HomeTechnologyArtificial IntelligenceRedefining Data Infrastructure: Optical Circuit Switches Could Transform AI Data Centers

    Redefining Data Infrastructure: Optical Circuit Switches Could Transform AI Data Centers

    The surge in demand for large-scale AI training is straining today’s cloud infrastructure, pushing electrical packet switches (EPS) toward their performance and power limits. As GPUs scale into massive clusters to support ever-growing large language models, the need for faster, more efficient data transport is becoming critical. Optical Circuit Switches (OCS) are emerging as a powerful alternative, offering high bandwidth over long distances with far lower energy consumption.

    Unlike EPS even those integrated with co-packaged optics OCS relies on all-optical connections to link GPUs through switched ports and optical transceivers. This enables GPU clusters to operate as a unified, high-performance computing fabric while delivering significant efficiency gains.

    Applied Ventures recently co-led a Series A funding round for Salience Labs, a startup pioneering OCS solutions based on Semiconductor Optical Amplifier (SOA) technology. Their Photonic Integrated Circuits (PICs) are available in two configurations: a high-radix switch designed for HPC workloads and a lower-radix version optimized for AI data centers. This flexibility allows hyperscalers, GPU makers, and even financial trading firms to balance cost, performance, and scalability.

    The urgency of these innovations is underscored by energy trends.
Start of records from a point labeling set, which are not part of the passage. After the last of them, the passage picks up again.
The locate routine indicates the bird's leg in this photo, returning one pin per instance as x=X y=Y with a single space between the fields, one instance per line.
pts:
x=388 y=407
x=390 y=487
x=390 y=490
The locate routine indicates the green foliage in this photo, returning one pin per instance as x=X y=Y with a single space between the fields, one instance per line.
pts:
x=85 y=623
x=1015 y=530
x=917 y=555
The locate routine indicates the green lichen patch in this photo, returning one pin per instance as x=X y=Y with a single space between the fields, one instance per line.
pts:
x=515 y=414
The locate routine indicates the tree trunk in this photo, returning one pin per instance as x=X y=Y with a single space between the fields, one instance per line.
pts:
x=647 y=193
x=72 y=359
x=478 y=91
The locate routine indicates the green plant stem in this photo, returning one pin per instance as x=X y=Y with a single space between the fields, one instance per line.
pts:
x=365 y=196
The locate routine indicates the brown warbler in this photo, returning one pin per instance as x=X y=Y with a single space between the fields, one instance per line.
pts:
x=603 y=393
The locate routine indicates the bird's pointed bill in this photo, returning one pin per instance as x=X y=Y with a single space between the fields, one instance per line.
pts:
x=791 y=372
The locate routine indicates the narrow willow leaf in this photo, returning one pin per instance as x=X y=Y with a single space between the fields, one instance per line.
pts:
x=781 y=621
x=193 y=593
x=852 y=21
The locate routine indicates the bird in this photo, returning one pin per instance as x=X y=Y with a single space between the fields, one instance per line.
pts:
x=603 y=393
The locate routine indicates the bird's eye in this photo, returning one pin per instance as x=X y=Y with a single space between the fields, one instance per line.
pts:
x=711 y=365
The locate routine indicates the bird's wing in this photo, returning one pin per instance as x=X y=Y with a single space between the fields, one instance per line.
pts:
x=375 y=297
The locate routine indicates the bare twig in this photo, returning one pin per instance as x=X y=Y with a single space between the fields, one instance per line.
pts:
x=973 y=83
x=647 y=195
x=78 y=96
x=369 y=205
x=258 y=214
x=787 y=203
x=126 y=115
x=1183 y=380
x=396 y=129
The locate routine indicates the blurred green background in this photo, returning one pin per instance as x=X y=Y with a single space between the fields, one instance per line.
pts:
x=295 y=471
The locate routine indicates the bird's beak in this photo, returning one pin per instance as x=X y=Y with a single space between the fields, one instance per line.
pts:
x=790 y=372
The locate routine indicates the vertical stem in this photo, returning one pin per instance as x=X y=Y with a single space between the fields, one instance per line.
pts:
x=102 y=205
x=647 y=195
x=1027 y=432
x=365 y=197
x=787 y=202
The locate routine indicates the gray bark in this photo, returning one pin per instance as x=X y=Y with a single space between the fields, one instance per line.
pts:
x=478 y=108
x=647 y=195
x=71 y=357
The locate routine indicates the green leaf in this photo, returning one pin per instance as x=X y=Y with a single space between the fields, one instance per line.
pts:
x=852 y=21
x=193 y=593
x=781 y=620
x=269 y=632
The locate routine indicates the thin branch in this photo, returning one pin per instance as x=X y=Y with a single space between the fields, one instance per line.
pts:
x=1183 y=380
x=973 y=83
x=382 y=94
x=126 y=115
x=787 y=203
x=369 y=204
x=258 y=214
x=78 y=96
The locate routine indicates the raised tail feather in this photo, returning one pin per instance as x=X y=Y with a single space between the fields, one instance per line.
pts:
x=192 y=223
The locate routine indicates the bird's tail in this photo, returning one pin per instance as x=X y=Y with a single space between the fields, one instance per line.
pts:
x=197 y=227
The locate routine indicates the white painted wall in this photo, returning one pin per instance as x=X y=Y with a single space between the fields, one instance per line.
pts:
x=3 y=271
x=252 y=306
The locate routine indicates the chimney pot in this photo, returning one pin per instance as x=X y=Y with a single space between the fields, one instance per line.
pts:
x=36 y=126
The U.S. Energy Information Administration projects data centers will consume 6.6% of U.S. electricity by 2028, more than double the share in 2024. Networking equipment switches, transceivers, and interconnects represents a growing portion of this footprint.

    To address this, companies are rethinking chip and system design:

    • Google’s TPU aims for a 10× cost-efficiency advantage over GPUs by tailoring silicon to specific AI tasks.
    • Lumentum projects that without optical efficiency improvements, training GPT-5 could require 122 MW, nearly six times more than GPT-4. Energy-efficient optical interfaces combined with OCS could cut that by 79%, aligning power use with GPT-4 levels.
    • Arista Networks estimates energy-efficient optical modules could save up to 20W per 1,600Gbps module.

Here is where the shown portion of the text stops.